The industry's collegiality provided an information network long before computers and the Internet. Fifty years ago, money managers frequently had to rely on a combination of guesswork and tips about how to invest because companies generally did not divulge details about their operations and finances, Bennett said. Fund companies used personal relationships to obtain data. Decisions about whether to invest in companies were more freewheeling and less systematic than they are today, Bennett said.
State Street Research helped change some of that, Bennett said. The firm's portfolio managers and analysts began pressuring companies to disclose more about their businesses, a practice largely unheard of in the 1940s, Bennett said.
The change in information flow is one of the big differences in the fund industry, Bennett said. The cascade of information that analysts and portfolio managers now receive increases the importance of analysis over information gathering, Bennett said. That abundance of data also has changed mutual fund hiring. Firms now must look for employees with the ability to sort through mountains of data without becoming paralyzed by indecision or focusing unduly on detail, Bennett said. Fact-finding used to be a higher priority.

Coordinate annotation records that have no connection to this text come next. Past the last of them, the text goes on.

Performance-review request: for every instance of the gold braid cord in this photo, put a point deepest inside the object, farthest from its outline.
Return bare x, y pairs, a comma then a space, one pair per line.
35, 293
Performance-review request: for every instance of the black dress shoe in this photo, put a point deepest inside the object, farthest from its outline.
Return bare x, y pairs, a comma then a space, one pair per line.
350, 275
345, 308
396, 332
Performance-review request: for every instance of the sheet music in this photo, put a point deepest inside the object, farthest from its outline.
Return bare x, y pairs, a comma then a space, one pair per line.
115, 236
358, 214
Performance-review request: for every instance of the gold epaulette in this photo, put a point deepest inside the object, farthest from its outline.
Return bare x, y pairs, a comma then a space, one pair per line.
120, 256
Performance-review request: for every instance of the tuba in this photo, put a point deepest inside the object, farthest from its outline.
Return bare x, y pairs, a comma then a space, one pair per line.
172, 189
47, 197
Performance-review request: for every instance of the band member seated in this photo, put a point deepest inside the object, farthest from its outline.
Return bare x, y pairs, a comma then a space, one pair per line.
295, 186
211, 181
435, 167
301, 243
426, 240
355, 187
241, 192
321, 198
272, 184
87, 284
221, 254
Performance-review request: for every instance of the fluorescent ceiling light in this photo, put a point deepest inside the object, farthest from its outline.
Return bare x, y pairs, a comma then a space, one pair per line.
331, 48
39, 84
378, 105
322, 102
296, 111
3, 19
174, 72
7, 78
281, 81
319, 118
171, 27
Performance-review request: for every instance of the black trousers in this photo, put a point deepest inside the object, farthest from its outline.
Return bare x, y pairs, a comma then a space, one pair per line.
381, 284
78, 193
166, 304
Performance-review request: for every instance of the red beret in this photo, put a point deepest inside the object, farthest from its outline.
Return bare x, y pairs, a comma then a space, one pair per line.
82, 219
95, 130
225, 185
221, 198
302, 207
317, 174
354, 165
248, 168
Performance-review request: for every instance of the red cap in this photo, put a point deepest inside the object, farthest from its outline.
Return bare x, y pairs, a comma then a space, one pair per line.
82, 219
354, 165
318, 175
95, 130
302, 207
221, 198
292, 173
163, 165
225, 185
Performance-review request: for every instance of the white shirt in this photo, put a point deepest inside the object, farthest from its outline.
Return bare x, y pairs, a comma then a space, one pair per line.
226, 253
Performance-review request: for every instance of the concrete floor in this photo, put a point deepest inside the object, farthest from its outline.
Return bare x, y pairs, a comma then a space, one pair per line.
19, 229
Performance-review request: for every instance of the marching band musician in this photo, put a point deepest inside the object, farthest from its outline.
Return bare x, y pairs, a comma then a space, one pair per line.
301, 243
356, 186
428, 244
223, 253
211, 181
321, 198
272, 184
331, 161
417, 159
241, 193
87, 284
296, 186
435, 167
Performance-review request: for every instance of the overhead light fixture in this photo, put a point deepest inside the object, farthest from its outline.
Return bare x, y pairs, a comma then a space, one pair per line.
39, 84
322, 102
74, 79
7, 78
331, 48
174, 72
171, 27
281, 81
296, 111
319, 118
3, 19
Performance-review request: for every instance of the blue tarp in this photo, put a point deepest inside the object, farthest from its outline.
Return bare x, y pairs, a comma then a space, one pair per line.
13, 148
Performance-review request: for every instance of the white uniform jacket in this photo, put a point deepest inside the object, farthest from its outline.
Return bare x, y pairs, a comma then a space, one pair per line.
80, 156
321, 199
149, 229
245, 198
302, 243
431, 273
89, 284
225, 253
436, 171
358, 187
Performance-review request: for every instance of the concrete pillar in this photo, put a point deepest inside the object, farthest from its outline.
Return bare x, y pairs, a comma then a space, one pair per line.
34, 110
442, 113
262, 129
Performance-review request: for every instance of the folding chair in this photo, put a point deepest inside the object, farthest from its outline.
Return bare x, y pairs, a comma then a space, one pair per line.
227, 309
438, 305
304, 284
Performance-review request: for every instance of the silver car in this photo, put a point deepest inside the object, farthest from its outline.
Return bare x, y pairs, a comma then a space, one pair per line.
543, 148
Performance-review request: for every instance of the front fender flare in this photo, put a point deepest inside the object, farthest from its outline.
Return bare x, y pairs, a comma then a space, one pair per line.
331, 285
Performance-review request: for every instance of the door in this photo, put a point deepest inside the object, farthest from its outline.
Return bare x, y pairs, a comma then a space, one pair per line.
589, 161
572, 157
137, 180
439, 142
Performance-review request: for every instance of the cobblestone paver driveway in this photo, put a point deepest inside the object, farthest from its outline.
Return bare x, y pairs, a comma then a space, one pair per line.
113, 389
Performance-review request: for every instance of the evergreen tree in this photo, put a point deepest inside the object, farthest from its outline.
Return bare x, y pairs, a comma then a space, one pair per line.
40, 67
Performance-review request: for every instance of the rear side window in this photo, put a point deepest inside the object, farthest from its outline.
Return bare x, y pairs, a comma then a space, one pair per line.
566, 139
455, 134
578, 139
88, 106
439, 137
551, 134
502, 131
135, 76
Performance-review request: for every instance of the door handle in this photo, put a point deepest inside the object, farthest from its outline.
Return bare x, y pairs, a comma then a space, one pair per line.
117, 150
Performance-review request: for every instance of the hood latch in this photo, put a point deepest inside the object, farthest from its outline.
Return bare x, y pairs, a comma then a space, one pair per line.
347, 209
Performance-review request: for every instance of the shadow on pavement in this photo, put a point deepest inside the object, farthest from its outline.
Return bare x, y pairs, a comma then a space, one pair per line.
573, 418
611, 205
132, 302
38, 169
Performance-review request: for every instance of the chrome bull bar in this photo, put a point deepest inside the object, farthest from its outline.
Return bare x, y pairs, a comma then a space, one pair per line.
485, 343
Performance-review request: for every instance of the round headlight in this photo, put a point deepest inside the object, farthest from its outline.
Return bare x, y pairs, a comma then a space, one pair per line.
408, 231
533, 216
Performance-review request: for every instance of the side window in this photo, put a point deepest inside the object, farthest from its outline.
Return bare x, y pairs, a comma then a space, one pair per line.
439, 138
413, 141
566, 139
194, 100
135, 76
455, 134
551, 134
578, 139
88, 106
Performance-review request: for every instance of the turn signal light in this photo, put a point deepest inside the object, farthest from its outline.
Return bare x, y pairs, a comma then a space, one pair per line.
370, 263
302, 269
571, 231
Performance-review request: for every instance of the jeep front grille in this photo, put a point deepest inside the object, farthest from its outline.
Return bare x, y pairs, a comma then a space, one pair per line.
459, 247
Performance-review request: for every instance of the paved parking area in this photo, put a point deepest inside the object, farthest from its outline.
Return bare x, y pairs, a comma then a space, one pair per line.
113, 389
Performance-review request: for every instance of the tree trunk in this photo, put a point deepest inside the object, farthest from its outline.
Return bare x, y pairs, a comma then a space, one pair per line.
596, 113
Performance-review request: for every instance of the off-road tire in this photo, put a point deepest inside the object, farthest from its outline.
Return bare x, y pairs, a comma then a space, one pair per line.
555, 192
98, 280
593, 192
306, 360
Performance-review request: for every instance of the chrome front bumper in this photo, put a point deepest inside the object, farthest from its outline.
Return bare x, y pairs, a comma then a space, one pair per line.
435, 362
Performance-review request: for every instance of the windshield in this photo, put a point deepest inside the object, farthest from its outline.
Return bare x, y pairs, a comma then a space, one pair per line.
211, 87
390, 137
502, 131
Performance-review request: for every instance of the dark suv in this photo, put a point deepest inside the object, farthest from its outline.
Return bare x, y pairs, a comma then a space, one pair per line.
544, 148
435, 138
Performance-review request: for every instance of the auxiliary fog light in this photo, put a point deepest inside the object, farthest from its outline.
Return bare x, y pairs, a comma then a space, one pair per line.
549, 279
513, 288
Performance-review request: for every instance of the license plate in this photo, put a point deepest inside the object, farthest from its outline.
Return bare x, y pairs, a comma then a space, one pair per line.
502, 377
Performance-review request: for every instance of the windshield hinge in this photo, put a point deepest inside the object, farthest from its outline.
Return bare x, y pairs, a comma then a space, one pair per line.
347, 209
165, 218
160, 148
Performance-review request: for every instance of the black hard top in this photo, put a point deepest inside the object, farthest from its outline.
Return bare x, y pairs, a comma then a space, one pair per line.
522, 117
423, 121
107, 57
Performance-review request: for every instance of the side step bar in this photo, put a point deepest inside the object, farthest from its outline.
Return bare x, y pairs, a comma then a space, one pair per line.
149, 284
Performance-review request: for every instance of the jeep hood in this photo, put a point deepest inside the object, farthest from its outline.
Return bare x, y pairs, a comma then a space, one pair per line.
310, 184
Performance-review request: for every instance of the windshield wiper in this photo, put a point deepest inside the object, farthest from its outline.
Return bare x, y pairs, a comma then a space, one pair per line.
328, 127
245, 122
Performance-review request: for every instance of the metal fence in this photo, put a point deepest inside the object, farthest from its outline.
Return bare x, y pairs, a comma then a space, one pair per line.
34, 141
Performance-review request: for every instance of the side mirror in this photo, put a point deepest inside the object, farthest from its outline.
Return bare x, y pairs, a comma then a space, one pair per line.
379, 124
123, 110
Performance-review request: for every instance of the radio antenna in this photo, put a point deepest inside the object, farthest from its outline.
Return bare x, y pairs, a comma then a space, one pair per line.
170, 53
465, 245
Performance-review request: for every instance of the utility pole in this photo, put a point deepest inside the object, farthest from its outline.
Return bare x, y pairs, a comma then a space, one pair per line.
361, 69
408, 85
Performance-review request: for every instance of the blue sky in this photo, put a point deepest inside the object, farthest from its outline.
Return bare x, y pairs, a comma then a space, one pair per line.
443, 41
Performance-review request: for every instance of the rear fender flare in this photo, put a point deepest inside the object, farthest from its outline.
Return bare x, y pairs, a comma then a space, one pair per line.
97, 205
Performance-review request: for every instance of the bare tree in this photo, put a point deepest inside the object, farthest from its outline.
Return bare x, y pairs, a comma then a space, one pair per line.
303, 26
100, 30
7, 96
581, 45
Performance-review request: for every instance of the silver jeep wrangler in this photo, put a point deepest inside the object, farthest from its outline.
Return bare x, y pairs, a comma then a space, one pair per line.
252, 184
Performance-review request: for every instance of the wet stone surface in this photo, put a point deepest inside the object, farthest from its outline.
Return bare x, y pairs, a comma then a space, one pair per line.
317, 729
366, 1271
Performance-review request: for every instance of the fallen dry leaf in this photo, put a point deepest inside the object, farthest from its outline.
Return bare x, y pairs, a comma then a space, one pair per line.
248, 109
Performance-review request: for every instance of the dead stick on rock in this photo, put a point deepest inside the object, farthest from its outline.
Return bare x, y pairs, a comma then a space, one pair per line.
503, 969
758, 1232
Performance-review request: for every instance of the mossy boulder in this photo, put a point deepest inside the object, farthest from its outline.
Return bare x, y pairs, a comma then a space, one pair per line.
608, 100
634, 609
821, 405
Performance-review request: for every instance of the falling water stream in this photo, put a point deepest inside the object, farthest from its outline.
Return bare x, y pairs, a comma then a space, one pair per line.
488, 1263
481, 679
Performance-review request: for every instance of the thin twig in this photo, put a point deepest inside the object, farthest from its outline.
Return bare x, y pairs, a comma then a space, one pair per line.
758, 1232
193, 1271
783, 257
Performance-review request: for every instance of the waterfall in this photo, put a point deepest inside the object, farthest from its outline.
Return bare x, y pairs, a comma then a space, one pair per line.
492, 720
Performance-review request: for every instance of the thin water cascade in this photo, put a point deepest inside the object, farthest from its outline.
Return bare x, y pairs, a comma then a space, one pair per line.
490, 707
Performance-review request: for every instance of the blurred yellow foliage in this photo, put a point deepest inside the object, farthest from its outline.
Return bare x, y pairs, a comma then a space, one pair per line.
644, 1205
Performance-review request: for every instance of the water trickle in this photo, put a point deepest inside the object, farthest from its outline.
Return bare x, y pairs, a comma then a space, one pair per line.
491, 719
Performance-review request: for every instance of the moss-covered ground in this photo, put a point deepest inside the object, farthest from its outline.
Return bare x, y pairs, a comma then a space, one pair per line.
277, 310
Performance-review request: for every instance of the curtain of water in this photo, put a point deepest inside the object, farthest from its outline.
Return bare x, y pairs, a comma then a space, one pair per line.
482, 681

"You've got to get what you think is essential and make the leap of faith because time will run out on you," Bennett said.
Another lesson Bennett has drawn from State Street Research's history arose from an error the firm made early on. Cabot and State Street Research's early partners disliked the marketing and sales efforts that began to be associated with the fund business in the mid-1940s, Bennett said. The firm trailed competitors in developing its retail fund business because of its reluctance to engage in the prevalent marketing practices, Bennett said. State Street Research was also reluctant to grow too large. Finally, it sold out to Metropolitan Life Insurance Co. of New York in 1983 in order to increase distribution of its funds through the Met Life sales force, Bennett said. But, even after the sale, the company should have moved more quickly to capitalize on the explosion in popularity of retail funds, he said.
"Our timing in getting back into mutual funds in a really big way was not good," Bennett said. "We've been playing catch up. We're going to catch up, but it's going to take time."
Bennett is skeptical of the valuations of Internet companies and predicts there will be a shakeout in the fund industry when the financial markets drop. Some firms will fold and others will merge, he said. Bennett also expressed concern that fund investors might redeem shares en masse if the equity markets do suffer a sustained drop.
Bennett sometimes offers his advice to four grandsons who now are in the mutual fund business. Two sons, Peter and Gerry, are also in the business.